In the previous article ‘Creating collections and Documents in Cosmos DB’, we saw how we can create documents with the JSON data and how we can create it later. Referring to Cosmos DB as multi-model actually means that how you want to obtain your data in the results and that’s when you chose one data model over another. To choose different data models, we select any of the multiple available APIs. Here the job is for the developer to decide as to what type of data it is that is being processed and how should it be presented be it, in graph, table, document or columnar form.
However, one very important thing to keep note of, here is that Cosmos DB uses ARS (Atom record sequence) to store the data and choosing any of the data models doesn’t play any role here.

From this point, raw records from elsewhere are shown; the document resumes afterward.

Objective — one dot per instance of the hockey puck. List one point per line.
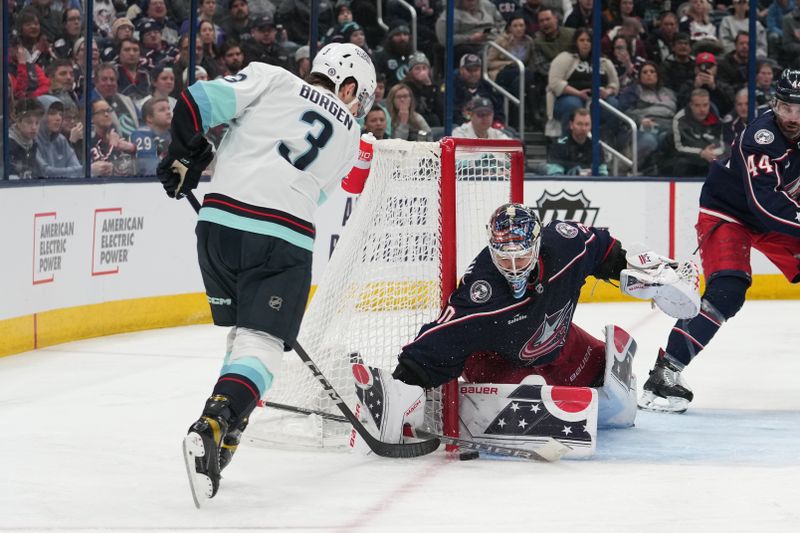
(468, 456)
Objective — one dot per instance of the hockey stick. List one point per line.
(549, 452)
(383, 449)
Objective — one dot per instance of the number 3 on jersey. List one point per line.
(762, 167)
(315, 143)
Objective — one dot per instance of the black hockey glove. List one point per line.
(179, 176)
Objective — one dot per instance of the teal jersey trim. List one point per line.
(253, 369)
(223, 218)
(215, 100)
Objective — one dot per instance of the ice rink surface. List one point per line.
(91, 435)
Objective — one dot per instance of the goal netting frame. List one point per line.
(416, 227)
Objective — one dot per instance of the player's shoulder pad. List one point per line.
(764, 137)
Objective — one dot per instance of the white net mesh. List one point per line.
(383, 283)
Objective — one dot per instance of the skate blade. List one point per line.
(200, 484)
(657, 404)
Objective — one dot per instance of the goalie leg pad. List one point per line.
(618, 393)
(388, 405)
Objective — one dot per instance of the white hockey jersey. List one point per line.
(289, 144)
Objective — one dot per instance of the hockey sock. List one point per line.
(722, 299)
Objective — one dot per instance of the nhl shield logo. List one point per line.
(566, 206)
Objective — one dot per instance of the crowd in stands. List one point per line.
(676, 67)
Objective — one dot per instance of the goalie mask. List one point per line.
(339, 61)
(514, 240)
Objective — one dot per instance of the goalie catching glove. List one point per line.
(673, 286)
(181, 175)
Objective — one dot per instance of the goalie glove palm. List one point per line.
(673, 286)
(179, 176)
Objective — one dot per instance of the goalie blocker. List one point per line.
(526, 415)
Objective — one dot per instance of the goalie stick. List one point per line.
(549, 452)
(383, 449)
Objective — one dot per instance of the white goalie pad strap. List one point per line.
(618, 394)
(528, 414)
(675, 290)
(386, 405)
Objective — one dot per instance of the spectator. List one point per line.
(27, 79)
(31, 38)
(705, 77)
(733, 65)
(407, 124)
(571, 155)
(506, 73)
(697, 137)
(737, 121)
(428, 12)
(295, 16)
(630, 30)
(475, 22)
(133, 82)
(157, 10)
(49, 19)
(124, 116)
(64, 43)
(22, 134)
(352, 32)
(233, 58)
(581, 16)
(375, 122)
(659, 43)
(698, 25)
(162, 87)
(79, 70)
(550, 40)
(72, 130)
(790, 43)
(263, 47)
(627, 66)
(739, 22)
(570, 81)
(392, 60)
(680, 67)
(155, 50)
(208, 39)
(468, 84)
(153, 138)
(121, 28)
(205, 13)
(111, 154)
(237, 24)
(775, 13)
(765, 89)
(62, 82)
(481, 118)
(530, 12)
(427, 96)
(652, 106)
(55, 156)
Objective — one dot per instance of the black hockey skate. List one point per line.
(201, 448)
(230, 442)
(665, 391)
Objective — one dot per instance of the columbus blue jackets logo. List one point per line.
(480, 292)
(549, 336)
(764, 136)
(566, 206)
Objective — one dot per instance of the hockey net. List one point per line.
(417, 225)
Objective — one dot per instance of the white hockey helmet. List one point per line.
(339, 61)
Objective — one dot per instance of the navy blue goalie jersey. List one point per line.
(482, 314)
(759, 185)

The different data models that Cosmos DB provides to work with are:
- Document data model that uses SQL API for JSON documents or MongoDB API which works with BSON documents, i.e. JSON documents with support for binary input as well. The MongoDB API also extends wire level support which makes it easier for MongoDB developers to expand their area of work and enjoy the performance with Cosmos DB.
- Graph data models using the Gremlin API which provides a traversal language that helps build a relationship between the data and have access to more data with the help of those relationship among the data.
- Columnar data models using the Cassandra API where in we define the schema and the data is set into the form of columns
- Key-value Data model which uses Table API wherein all the entities can have a different set of key-value pairs. The major use of Table API is that any of our data on the Azure Table Storage can be easily migrated on to Cosmos DB and can be worked well on.
However, which so ever API we choose, it hardly matters apart from the presentation of the data and they simply project our data in different data models. The data is simply stored under ARS. All of the data is actually present in the form of keys and values. Key and value pair is what Table API supports, but actually if we look at it technically, it all the relationship between these keys and values pairs. even for the graph and columnar data models, the data is actually having a key and a value for the key which is just projected differently! This is what ARS actually means, a layer for working with the key value pairs.
If we look at the graph data model which has vertices and edges, they are actually a pairs of keys and values only. Similarly, in the columnar data model, the columns containing the data are just the keys and values
Another added functionality is that within a database that we have created for one project and choosing one API, we are actually allowed to switch to different APIs that makes the whole work a lot easier. Suppose the project has been worked on using the SQL API, but then you want it to be projected in the graph data model, in that case, you will be able to switch to the Gremlin API and looks at the modified results.